MB: You're from Chicago. What's rapping in Beijing like after Chicago?
CC: I actually haven’t rapped in Chicago before. I’ve only rapped about Chicago while I was in college in Iowa. I talked about the difference in safety between the city of Chicago and my small town, private liberal arts college. The song is called Started From Chicago. I started rapping my second year in college, when I found that I could match poetry to music beats! It’s different than in Beijing because most of the hip hop guys I know like the old school American stuff, and that’s just not me.
MB: Hip hop history in Chicago goes back very nearly as far as hip hop itself. What is it like to come from one of the form's natural habitats to China, and see the form being used by locals?
CC: I actually think that the locals use styles from the East and West Coast of the United States. They listen to people who were from the ghettos of New York and California—I see those styles the most. I mean, some people know Common and some know new school as Chief Keef, but my Chicago vibes are beyond that. It’s more chill like Common, Chance the Rapper, Lupe Fiasco, K. Flay, a little bit of Vic Mensa and Noname Gypsy. Oh yeah, and the old Kanye…
MB: Recently there's been more attention paid (by people besides the artists themselves) to the craft of rap. (Viral VOX videos, documentaries, evangelist rappers willing to talk about "rap education," etc.) Do you have an approach to writing, and can you describe it?

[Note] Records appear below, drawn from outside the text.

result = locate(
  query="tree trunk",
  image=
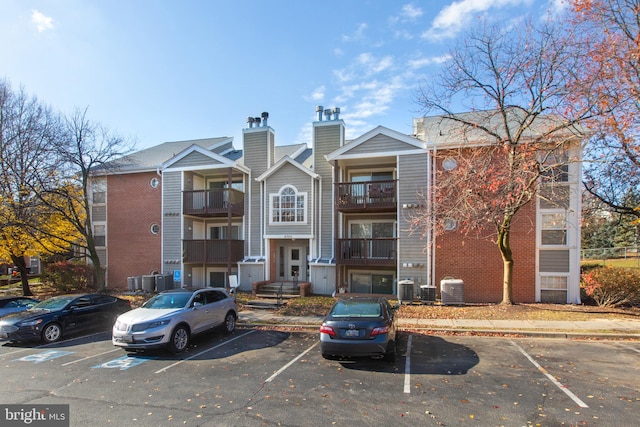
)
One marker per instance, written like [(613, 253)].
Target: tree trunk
[(19, 262), (504, 245), (98, 274)]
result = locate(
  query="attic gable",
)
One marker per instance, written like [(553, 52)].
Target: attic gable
[(195, 156), (380, 141), (286, 160)]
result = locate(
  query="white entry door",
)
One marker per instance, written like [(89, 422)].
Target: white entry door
[(296, 269)]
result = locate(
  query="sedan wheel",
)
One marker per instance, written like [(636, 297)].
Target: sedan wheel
[(229, 323), (51, 333), (179, 340)]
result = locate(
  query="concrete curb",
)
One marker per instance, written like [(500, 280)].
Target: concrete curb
[(576, 335)]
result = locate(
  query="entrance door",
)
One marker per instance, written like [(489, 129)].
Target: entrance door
[(295, 260)]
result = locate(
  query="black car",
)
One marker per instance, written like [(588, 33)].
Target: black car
[(49, 320), (360, 326), (14, 304)]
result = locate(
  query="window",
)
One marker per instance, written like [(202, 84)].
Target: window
[(371, 176), (99, 235), (450, 224), (553, 289), (99, 190), (220, 232), (288, 206), (554, 228)]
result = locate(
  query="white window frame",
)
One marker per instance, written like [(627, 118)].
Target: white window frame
[(279, 195)]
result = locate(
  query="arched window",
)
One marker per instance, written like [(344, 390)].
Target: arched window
[(288, 206)]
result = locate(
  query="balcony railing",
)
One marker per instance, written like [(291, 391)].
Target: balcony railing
[(371, 196), (366, 251), (213, 203), (212, 251)]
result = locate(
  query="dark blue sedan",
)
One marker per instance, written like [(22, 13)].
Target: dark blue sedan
[(49, 320), (360, 327), (14, 304)]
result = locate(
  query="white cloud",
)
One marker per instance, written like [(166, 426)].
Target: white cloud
[(358, 34), (411, 12), (455, 17), (557, 7), (42, 21), (415, 64)]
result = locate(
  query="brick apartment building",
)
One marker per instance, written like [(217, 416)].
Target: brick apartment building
[(333, 214)]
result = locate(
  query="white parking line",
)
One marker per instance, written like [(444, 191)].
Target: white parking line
[(628, 347), (281, 370), (407, 367), (16, 352), (553, 380), (91, 357), (166, 368)]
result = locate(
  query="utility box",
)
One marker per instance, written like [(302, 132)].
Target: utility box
[(452, 291), (164, 282), (148, 283), (427, 294), (405, 291)]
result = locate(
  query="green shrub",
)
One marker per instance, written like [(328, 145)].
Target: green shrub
[(612, 287), (68, 276)]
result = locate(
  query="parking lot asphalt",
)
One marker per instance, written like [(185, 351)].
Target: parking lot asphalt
[(596, 328), (274, 378)]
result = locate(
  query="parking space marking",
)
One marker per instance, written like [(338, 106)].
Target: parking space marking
[(90, 357), (44, 356), (281, 370), (558, 384), (123, 363), (407, 367), (166, 368), (22, 350), (628, 347)]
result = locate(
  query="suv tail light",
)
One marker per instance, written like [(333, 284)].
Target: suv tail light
[(380, 330)]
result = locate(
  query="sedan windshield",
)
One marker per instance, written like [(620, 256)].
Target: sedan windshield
[(53, 304), (356, 309), (170, 300)]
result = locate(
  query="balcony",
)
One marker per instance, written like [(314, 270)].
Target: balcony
[(366, 251), (213, 203), (212, 251), (375, 196)]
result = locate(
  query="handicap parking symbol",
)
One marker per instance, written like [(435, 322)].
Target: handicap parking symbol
[(44, 356), (123, 363)]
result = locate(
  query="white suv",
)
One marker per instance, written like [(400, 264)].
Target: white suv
[(170, 318)]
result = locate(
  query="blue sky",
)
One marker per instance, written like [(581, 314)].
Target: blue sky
[(158, 71)]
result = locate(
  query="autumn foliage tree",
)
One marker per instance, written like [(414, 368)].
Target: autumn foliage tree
[(28, 132), (85, 147), (610, 29), (519, 131)]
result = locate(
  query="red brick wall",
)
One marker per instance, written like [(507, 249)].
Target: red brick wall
[(479, 264), (132, 207)]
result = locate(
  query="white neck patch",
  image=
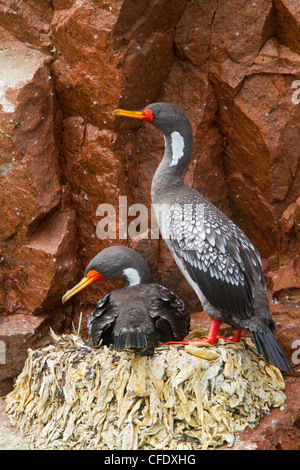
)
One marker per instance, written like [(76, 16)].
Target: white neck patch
[(177, 143), (132, 276)]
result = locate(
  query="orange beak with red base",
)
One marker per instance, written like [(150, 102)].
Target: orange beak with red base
[(92, 276), (145, 115)]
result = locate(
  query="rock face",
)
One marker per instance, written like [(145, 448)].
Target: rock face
[(65, 65)]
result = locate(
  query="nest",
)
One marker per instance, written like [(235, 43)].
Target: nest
[(71, 396)]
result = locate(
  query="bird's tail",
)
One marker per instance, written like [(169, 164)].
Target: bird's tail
[(268, 346), (131, 339)]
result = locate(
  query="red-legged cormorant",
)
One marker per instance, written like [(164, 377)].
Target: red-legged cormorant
[(217, 259), (137, 317)]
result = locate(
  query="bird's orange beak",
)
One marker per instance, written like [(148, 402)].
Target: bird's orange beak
[(92, 276), (145, 115)]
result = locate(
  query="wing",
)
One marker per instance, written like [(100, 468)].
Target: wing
[(169, 312), (100, 321), (217, 256)]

CC: Hmmm… my approach involves a good beat… a good beat inspires a feeling, and I freestyle write on the paper. Most of the lyrics get done in thirty minutes of that, and then I might go back and add more parts where needed, brushing up the chorus, making sure I can take natural breathes and complete lines. It’s not really structured. More of a free flow of emotions at once. If I were teaching a class, I would outline the parts of a song that are needed, and what can be repeated. You know chorus, hook, verses, ad libs, stuff like that.
MB: What are elements you really like in hip hop as a listener? Is there overlap or distance between these elements, and those you favor as a writer/rapper?

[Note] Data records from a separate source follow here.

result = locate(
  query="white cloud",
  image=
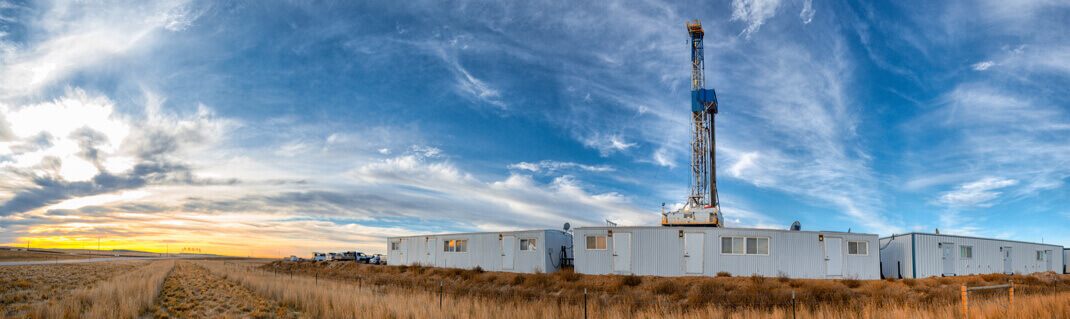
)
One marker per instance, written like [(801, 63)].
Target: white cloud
[(746, 162), (663, 157), (607, 145), (753, 13), (516, 201), (977, 194), (292, 149), (807, 13), (983, 65), (550, 166), (80, 34)]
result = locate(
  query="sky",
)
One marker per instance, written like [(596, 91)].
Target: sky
[(277, 128)]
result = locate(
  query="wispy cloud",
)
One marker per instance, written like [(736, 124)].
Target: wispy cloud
[(79, 34), (755, 12), (979, 194), (550, 166), (807, 13), (983, 65)]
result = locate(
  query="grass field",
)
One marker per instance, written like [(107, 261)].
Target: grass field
[(24, 288), (8, 255), (190, 291), (245, 288)]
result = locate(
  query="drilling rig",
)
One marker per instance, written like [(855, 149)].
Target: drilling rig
[(702, 208)]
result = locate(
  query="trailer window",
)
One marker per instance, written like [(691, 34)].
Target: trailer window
[(455, 246), (596, 242), (528, 244), (966, 252), (745, 245), (857, 247)]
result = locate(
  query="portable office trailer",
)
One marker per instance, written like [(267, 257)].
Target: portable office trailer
[(519, 252), (918, 255), (1066, 260), (706, 251)]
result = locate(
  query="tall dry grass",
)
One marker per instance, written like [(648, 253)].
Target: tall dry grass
[(691, 292), (125, 295), (322, 298)]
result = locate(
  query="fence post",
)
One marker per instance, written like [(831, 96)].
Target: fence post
[(1012, 291), (793, 304), (965, 303)]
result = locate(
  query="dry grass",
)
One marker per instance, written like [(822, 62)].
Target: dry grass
[(23, 288), (8, 255), (323, 298), (190, 291), (651, 291), (125, 295)]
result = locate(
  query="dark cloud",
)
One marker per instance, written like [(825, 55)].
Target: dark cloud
[(48, 191), (5, 134), (89, 139), (33, 143)]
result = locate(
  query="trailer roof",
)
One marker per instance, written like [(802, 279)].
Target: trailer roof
[(480, 232), (734, 228), (969, 237)]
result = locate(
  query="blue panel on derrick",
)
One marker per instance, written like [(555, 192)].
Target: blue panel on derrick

CC: I favor writers and performers above all. I like those who can perform different voices (switch it up), and I like those who can articulate the psyche. Those are impressive elements of hip hop to me. That is also what I like about music in general, one instrument that can be manipulated in several ways—it’s versatile. And the writing. Ugh. I love it. I have a long list of artists who make me feel this way, so I can’t single out a few right now.
MB: Looping back to Chicago for a minute, any thoughts on the nature of Chicago rap? (Do you think your style is based on any tradition that could be identified as Chicagoan?)
CC: I appreciate the horns sampled in Chicago hip hop. I dislike music that promotes violence. I think I grew up listening to the rappers I mentioned above from Chicago, and that of course inspired me… anything I consume frequently inspires me, imprints, and comes out in a new form somehow in what I do.
MB: I know you also write fiction. Do the approaches (fiction and rap) inform or influence each other at all?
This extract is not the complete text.